Des profits en nette accélération au deuxième trimestre
Les grandes capitalisations européennes de l'indice STOXX 600 se préparent à publier une progression de leurs bénéfices de 22,4 % sur un an pour le deuxième trimestre, selon les dernières estimations de LSEG I/B/E/S. Ce bond, le plus important depuis le troisième trimestre 2022, repose sur les comptes déjà publiés de 236 sociétés et sur des estimations pour celles qui n'ont pas encore rendu leurs résultats.
Quelles industries tirent la croissance ?
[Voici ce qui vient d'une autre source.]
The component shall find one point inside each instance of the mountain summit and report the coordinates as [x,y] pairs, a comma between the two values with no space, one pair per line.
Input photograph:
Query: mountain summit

La hausse attendue est largement portée par les majors du secteur énergétique. Les bénéfices des entreprises de l'énergie pourraient afficher une progression exceptionnelle de 135,8 %. Viennent ensuite les secteurs des matériaux de base — chimie, sidérurgie, mines — avec une hausse estimée de 57,6 %. Hors énergie, la croissance moyenne des profits du STOXX 600 est estimée à 11,5 %, en nette amélioration par rapport aux prévisions de début juillet.
- STOXX 600 : bénéfices attendus +22,4 % (T2)
- Hors énergie : bénéfices attendus +11,5 %
- Énergie : bénéfices attendus +135,8 %
Chiffre d'affaires et impact sur les marchés
Les recettes du trimestre ne sont pas en reste : le chiffre d'affaires des grandes capitalisations est estimé en hausse de 12,6 %, contre 11,7 % la semaine précédente. Cette amélioration conjointe des ventes et des profits a soutenu les marchés : les actions européennes ont clôturé à des niveaux records pour la troisième séance consécutive, signe que les investisseurs intègrent ces résultats positifs tout en réévaluant le contexte géopolitique (tensions autour du détroit d'Ormuz et discussions entre Washington et Téhéran).
| Indicateur | Estimation T2 (STOXX 600) |
|---|---|
| Bénéfices (global) | +22,4 % |
| Bénéfices (hors énergie) | +11,5 % |
| Chiffre d'affaires | +12,6 % |
Conséquences pour les entreprises françaises et leurs salariés
Pour les groupes français cotés, cette dynamique européenne peut avoir plusieurs effets : amélioration des marges pour les acteurs exposés à l'énergie et aux matières premières, remontée des valorisations boursières et, potentiellement, renforcement des marges de manœuvre pour investir ou relever les dividendes. À l'inverse, la concentration de la hausse des bénéfices dans quelques secteurs signifie que la reprise n'est pas uniforme : les entreprises des secteurs plus sensibles à la demande domestique ou aux coûts structurels resteront plus fragiles.
Ce que cela signifie pour les investisseurs et la politique économique
Les chiffres renforcent l'argument en faveur d'un repositionnement sectoriel chez les investisseurs vers les valeurs de l'énergie et des matériaux, tout en imposant de la vigilance sur la durabilité de ces profits si les prix des matières premières se corrigent. Pour les autorités, une croissance des bénéfices de cette ampleur peut influer sur les recettes fiscales et sur le débat public concernant la redistribution des gains en période d'inflation maîtrisée.
Au final, si la saison des résultats confirme ces tendances, la performance des entreprises européennes au T2 2026 pourrait marquer un tournant post-2022, mais la lecture restera hétérogène au niveau sectoriel et national.